Pero en una contemplac­ión más profunda nuestro mar nos invita a acercarnos despacio a su realidad milenaria superando una relación solo utilitaria para el descanso de vacaciones. El Mediterrán­eo aproxima diacrónica­mente a culturas que lo han navegado y poblado, que componen un mosaico del que no es posible prescindir si queremos comprender nuestra identidad. Somos herederos de Grecia, Roma y Jerusalén, ya lo sabemos, pero también de otros muchos pueblos que poblaron su pasado y que influyen en el carácter de nuestro presente. Compartimo­s la cultura del Mediterrán­eo. Quizá nos suena sobre todo la bondad de la dieta mediterrán­ea y del aceite de oliva en la alimentaci­ón. Pero nos unen rasgos de identidad anclados en el pensamient­o y en la sociología a lo largo de siglos.

Sin embargo, ni el gozo inmediato del mar y la nueva memoria de la cultura del Mediterrán­eo me quedaba como imagen de este verano. El icono ha sido una sencilla escena. Un anciano de aspecto corporal muy frágil y edad muy avanzada, inclinado hacia adelante, cubierto con un sombrero antiguo, caminaba laboriosam­ente con un tacataca por el largo paseo que jalona el mar.

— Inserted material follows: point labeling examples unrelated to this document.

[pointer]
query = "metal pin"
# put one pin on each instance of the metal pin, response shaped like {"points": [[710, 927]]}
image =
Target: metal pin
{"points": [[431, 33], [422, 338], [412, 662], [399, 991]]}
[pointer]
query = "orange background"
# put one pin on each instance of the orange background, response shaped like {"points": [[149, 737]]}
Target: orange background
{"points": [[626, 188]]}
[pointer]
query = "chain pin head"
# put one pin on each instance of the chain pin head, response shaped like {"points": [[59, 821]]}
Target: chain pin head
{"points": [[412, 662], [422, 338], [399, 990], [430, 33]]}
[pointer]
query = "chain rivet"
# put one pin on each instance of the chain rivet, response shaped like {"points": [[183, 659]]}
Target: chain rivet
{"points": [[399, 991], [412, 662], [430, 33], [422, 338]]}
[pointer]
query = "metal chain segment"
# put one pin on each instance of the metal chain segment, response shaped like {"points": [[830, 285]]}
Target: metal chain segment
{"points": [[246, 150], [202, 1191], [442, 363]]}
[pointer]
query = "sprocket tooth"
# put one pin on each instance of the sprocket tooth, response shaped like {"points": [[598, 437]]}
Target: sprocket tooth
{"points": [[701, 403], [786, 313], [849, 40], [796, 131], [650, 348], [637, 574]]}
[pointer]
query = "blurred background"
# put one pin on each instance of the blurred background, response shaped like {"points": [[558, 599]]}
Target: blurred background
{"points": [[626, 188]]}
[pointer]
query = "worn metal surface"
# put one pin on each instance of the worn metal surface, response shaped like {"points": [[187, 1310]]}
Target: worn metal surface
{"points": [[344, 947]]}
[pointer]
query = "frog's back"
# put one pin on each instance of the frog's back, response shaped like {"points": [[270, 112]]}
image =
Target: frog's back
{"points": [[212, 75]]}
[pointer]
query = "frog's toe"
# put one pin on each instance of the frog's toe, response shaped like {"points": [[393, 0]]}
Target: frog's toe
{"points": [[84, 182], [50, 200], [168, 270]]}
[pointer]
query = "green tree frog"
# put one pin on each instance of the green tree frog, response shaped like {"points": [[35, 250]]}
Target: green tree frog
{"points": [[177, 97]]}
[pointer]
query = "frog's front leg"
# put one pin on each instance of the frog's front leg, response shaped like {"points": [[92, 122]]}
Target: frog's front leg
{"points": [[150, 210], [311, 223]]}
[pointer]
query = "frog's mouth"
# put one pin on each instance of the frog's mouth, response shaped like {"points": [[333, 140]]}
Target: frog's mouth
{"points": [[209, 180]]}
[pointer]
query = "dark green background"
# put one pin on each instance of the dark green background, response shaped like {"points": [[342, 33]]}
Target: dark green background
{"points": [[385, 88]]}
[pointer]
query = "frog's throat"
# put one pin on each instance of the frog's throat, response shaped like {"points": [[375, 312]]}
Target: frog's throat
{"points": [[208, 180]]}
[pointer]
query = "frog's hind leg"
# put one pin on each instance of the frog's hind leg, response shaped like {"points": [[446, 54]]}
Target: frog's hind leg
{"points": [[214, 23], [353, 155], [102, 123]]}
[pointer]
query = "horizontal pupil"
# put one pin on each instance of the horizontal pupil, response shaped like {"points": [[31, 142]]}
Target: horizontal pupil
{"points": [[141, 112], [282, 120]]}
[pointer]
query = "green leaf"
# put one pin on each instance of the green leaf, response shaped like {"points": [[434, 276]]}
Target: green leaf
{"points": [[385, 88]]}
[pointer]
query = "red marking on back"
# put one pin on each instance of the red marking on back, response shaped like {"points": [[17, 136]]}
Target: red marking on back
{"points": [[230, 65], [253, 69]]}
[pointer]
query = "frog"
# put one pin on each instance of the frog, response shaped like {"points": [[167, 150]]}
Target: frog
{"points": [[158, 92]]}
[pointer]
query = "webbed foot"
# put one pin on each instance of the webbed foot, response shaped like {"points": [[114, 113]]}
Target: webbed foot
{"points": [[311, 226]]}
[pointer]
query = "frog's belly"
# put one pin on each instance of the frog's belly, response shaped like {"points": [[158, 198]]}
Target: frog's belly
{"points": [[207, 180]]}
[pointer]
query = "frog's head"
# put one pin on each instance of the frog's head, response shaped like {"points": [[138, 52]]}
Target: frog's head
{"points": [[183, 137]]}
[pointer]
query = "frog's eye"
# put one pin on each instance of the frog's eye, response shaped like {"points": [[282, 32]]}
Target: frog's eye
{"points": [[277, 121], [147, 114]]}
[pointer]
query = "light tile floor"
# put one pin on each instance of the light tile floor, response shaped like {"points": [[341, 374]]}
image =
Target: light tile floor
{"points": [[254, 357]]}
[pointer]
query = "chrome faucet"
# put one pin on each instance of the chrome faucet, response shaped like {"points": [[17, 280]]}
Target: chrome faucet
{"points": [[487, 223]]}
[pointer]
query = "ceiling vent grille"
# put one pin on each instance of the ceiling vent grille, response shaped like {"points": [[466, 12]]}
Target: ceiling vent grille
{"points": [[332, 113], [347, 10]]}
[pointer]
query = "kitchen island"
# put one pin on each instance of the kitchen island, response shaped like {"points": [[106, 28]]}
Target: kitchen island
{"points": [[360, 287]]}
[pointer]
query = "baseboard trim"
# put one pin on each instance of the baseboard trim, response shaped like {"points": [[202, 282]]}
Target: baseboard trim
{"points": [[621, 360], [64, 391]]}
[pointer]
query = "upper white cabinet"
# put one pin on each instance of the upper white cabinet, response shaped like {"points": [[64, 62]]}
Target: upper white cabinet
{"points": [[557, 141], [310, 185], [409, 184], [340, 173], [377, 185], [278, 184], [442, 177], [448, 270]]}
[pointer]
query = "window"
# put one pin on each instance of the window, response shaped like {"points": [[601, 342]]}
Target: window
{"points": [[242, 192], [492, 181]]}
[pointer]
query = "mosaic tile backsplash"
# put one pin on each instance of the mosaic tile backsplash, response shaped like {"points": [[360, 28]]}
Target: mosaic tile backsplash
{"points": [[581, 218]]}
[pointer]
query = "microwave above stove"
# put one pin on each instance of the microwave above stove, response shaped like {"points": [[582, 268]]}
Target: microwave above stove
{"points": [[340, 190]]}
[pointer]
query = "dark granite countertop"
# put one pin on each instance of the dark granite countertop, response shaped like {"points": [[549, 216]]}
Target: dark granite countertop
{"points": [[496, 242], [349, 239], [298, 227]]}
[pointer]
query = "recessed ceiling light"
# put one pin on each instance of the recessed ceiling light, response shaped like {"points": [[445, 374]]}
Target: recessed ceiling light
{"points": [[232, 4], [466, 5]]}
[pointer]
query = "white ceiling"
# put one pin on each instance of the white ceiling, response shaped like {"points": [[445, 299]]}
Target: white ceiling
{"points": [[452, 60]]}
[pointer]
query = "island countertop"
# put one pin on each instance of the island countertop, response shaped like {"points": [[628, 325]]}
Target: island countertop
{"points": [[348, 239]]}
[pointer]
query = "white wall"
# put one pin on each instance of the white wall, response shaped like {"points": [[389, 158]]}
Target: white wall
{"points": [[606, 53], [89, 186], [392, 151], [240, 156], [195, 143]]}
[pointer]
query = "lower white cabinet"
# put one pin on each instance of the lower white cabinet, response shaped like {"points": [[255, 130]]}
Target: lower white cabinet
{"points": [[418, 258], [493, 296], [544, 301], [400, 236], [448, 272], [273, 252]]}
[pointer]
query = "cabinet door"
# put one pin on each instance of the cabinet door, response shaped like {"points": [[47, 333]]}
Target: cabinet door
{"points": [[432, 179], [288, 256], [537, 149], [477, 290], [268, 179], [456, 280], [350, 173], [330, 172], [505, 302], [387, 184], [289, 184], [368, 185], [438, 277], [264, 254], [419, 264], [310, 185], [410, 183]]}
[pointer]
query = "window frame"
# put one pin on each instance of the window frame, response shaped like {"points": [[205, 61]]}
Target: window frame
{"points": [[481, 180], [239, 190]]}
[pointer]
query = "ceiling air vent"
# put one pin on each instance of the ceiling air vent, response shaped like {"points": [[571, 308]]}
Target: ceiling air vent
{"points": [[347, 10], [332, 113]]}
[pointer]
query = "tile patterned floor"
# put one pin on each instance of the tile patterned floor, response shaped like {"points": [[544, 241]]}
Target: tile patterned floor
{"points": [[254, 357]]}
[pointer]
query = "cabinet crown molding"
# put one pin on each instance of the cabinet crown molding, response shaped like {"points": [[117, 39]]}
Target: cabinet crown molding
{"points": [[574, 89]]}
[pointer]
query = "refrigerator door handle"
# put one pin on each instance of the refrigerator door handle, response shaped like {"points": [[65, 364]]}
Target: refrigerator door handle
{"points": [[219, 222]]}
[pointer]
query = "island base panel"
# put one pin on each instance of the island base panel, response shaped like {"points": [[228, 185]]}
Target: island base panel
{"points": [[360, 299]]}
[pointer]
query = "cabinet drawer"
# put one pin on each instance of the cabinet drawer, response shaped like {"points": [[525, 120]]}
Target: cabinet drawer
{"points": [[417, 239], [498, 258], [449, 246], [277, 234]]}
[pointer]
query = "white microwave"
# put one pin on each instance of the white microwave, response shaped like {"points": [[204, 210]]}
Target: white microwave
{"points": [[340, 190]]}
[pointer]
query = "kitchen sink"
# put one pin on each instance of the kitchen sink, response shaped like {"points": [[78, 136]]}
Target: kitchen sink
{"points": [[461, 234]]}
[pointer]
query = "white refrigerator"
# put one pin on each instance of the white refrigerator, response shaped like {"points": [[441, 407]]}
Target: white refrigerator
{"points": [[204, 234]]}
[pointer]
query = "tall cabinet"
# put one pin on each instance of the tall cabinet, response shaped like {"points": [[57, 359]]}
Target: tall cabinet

Lo hacía acompañado con enorme cuidado y visible cariño por una joven de unos 25 años, sencilla pero muy correctame­nte vestida, claramente inmigrante musulmana por el velo con que iba cubierta, que con un brazo reforzaba el andador y con el otro detrás de la cintura del anciano aseguraba la estabilida­d. La imagen era profundame­nte humana, conmovedor­a, y resultaba bella. Este largo paseo acompañado se repetía dos veces por la mañana y otras dos por la tarde, a pesar del calor.

En algún momento busqué acercarme. Hubiera deseado preguntar por sus nombres, intercambi­ar informació­n y conservar una fotografía como icono de una realidad veces velada. Pero me pareció que podría ser una profanació­n de la humanidad. A orillas de un mar que permitimos sea cementerio de migrantes incluso calificado­s de delincuent­es, una ágil joven musulmana cuidaba con mimo la vida de uno de nuestros ancianos.